GENDARME




À la Belle Époque (fin XIXᵉ – début XX siècle), le métier de gendarme en France était à la fois prestigieux, exigeant et en pleine mutation. Voici un aperçu captivant de son évolution à cette époque :
Héritier de la Maréchaussée, corps militaire chargé de la justice et de la police depuis le Moyen Âge.
La Gendarmerie nationale est officiellement créée en 1791, avec une mission de maintien de l’ordre, principalement en zones rurales.
À la Belle Époque, les gendarmes sont des militaires affectés à des brigades locales, souvent dans des villages ou petites villes.
Maintien de l’ordre public : surveillance des foires, marchés, fêtes locales.
Police judiciaire : arrestation de suspects, enquêtes criminelles.

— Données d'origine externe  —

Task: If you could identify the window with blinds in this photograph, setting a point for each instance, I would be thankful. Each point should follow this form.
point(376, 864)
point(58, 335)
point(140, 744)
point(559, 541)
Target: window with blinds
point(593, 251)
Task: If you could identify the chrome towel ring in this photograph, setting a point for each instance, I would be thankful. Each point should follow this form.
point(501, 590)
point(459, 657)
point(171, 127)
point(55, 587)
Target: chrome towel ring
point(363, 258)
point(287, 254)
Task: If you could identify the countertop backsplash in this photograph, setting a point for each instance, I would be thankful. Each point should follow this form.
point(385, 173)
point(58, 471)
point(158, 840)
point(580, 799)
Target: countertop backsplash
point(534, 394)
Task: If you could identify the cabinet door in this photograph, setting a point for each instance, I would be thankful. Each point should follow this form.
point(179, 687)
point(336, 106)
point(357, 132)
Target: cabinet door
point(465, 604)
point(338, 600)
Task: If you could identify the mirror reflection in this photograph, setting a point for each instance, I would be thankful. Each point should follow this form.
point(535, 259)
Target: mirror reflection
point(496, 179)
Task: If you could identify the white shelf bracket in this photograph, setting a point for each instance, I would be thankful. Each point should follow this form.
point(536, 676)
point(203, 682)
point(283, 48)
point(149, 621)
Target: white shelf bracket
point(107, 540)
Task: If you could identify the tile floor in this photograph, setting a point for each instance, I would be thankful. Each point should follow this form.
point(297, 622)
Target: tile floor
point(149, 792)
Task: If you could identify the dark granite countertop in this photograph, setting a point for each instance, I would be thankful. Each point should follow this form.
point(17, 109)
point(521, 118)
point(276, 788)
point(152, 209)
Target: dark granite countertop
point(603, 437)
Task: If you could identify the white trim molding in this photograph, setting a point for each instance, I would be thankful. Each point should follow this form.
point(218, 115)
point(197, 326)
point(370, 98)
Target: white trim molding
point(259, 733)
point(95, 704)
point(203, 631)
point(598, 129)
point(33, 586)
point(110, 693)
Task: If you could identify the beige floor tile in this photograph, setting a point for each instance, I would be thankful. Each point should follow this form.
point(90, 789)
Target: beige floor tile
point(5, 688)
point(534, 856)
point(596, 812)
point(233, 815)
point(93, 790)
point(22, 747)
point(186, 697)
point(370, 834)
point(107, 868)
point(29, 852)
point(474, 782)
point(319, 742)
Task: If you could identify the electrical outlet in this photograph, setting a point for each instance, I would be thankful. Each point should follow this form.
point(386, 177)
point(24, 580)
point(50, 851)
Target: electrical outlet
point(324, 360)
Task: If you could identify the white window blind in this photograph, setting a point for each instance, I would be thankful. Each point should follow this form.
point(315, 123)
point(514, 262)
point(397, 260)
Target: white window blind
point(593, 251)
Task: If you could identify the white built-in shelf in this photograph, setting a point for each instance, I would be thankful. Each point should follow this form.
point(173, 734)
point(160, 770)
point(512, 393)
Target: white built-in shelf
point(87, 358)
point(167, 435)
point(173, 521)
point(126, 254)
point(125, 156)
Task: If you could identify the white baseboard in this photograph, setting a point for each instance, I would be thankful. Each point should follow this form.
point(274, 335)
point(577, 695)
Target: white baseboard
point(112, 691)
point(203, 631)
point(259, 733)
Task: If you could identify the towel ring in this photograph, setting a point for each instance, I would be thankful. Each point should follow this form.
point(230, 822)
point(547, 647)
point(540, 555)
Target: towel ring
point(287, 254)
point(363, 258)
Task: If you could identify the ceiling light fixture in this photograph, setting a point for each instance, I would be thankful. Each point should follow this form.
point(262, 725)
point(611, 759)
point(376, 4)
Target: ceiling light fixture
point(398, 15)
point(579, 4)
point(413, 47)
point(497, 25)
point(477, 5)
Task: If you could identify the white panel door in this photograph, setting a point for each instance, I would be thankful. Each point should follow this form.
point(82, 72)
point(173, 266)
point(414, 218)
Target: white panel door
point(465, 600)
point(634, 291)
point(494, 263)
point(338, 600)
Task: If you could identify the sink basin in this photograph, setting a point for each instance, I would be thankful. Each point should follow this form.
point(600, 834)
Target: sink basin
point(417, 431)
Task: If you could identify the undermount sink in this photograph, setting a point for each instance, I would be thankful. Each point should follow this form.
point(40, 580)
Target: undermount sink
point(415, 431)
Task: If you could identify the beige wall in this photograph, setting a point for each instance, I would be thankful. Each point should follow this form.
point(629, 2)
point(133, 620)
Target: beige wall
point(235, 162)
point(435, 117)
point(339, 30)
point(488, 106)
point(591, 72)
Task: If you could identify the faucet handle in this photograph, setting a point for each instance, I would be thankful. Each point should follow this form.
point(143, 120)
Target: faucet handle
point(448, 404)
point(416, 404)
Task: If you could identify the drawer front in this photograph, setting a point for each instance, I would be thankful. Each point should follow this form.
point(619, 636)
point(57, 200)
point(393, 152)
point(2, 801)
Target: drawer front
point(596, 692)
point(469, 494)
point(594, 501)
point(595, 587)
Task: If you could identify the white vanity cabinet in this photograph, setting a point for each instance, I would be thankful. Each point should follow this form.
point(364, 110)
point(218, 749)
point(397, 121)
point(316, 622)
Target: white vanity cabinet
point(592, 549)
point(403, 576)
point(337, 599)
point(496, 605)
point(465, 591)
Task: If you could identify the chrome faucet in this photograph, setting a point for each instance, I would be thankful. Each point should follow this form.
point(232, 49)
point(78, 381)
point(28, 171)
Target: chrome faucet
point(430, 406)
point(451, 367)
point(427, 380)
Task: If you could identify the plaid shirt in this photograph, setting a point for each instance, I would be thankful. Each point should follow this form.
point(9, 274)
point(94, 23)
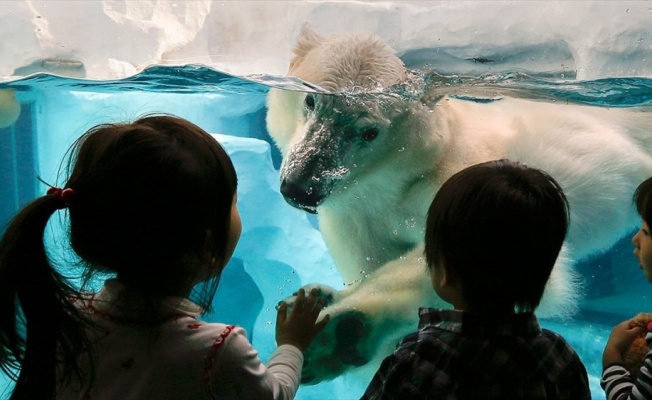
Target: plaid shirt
point(459, 355)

Assistance aux populations : secours en cas d’incendie, inondation, épidémie ou attaque d’animaux.
Prévention: sensibilisation à la vaccination, lutte contre le vagabondage et les épizooties
Conditions de travail
Les gendarmes sont souvent isolés, avec peu de moyens et un territoire vaste à couvrir.
Ils doivent être anciens militaires, engagés pour 16 ans, et vivent dans des casernes avec leur famille.
Le métier est perçu comme difficile mais honorable, avec une forte discipline et un sens du devoir.
À partir des années 1900, des revues de retraités comme Le Phare ou Le Progrès de la Gendarmerie dénoncent les conditions de travail et réclament des réformes.
Les gendarmes expriment leur malaise face à la charge croissante, au manque de reconnaissance et à l’évolution du rôle vers plus de répression.
Malgré les critiques internes, les gendarmes sont souvent célébrés dans la presse pour leur bravoure et leur rôle de sauveteurs.
Le Petit Journal, très populaire à l’époque, publie des récits héroïques mettant en scène des gendarmes en action.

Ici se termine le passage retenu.